Думая таким образом, я готов был плясать по комнате, и счастье казалось мне так возможно, легко.
Мы отужинали позже обыкновенного. Около двенадцати часов распростился я с генералом и ушел в свой флигель. Там я проводил время очень приятно, ожидая, пока весь дом уляжется спать. Я курил сигару, зажигая ее с обоих концов, выпил воды стаканов пять и пел такие арии, которые вряд ли кому на веку приходится слышать. И все-таки не мог я убить более одной четверти часа. Какое-то тягостное предчувствие прокралось в мою душу, хотя и без него там происходила порядочная катавасия. Я не в силах был ждать долее; не надевая шинели, в сюртуке и фуражке, я бросился в сад, оттуда к боковому крыльцу, оттуда в комнату Веры Николаевны.
Месяц светил ярко и приветливо, морозный воздух не колыхался.
А то была самая страшная ночь во всей моей жизни.

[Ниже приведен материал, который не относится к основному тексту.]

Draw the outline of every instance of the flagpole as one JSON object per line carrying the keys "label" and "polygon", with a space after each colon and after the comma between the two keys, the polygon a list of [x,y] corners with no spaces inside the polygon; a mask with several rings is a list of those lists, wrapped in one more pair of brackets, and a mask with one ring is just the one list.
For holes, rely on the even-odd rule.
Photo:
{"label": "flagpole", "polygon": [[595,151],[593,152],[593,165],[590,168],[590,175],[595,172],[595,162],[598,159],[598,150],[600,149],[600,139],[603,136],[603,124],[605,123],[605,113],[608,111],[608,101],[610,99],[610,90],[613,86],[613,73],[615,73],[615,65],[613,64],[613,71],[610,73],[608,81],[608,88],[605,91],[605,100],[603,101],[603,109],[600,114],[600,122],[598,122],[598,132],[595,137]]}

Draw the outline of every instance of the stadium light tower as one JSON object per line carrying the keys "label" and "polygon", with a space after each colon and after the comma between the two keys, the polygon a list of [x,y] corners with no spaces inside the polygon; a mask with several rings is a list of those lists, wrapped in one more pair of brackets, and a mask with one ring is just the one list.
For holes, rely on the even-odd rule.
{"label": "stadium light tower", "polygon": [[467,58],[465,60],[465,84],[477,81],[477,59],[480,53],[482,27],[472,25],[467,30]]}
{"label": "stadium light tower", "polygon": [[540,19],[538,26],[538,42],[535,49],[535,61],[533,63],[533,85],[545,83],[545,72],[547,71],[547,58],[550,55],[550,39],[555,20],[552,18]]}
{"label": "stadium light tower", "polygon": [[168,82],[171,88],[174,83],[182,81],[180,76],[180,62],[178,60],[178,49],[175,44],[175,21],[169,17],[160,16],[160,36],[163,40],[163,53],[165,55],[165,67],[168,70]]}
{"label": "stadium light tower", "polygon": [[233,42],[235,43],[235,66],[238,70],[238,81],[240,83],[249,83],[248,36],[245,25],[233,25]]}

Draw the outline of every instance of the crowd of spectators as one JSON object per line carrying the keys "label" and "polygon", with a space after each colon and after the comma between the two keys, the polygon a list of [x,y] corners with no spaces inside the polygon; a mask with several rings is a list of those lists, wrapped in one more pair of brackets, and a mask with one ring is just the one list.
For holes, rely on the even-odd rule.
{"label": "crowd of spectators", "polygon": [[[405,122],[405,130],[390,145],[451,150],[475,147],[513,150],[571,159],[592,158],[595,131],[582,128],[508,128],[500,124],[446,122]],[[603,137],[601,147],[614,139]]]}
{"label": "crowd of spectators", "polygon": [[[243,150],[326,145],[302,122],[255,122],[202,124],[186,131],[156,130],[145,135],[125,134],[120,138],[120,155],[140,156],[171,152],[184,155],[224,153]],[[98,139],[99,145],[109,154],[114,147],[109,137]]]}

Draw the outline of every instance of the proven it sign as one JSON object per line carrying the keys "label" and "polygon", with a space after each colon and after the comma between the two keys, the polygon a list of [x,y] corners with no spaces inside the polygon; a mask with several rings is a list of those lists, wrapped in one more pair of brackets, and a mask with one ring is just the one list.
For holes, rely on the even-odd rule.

Если б мне довелось пережить две таких ночи, я бы окончательно одряхлел или умер раньше срока. Чтобы понять весь ужас этой весьма обыкновенной истории, надо побыть в моей коже, быть воспитанным так, как я был воспитан.
Весь дом уже спал, но Веры Николаевны не было в ее комнате. Из-за слабо притворенной двери в кабинете генерала мелькал свет и слышался ее голос. Она что-то читала вслух, вероятно, для отца. Я тихонько уселся на диван и со страстью осматривал комнату молодой девушки.
С первого взгляда эта комната не производила приятного впечатления на хладнокровного посетителя; но я был влюблен, мне везде мерещилась какая-то тонкая, женская прелесть, хотя высокая комната Веры Николаевны скорее похожа была на келью отшельника, на кабинет человека, занятого тяжелой умственной работой. Ни одна женская работа, ни одна блестящая вещица не нарушала холодного, аскетического колорита этой комнаты. Жесткая мебель расставлена была однообразно и некрасиво, несколько картин висело на стенах. Однако выбор этих картин был удивителен, если не по работе, то по содержанию. То были все пейзажи, но каждый из этих пейзажей поражал своею грациею, и, всматриваясь в них, можно было подметить, как собственная душа уносилась далеко-далеко... на вершину снеговых альпийских возвышенностей, на цветущие берега итальянских озер...
Вера Николаевна так же, как и брат ее, любила природу; глядя на эти изображения, она давала отдых измученной своей душе и набиралась сил для своей тяжелой борьбы. В моем восторженном расположении духа я не упустил случая сравнить ее с гигантом, боровшимся с Геркулесом. Поминутно слабел он в первой схватке, но всякой раз, когда гигант касался «матери земли многоплодной», силы его снова возрождались, и снова и снова кипело бесконечное одноборство[127].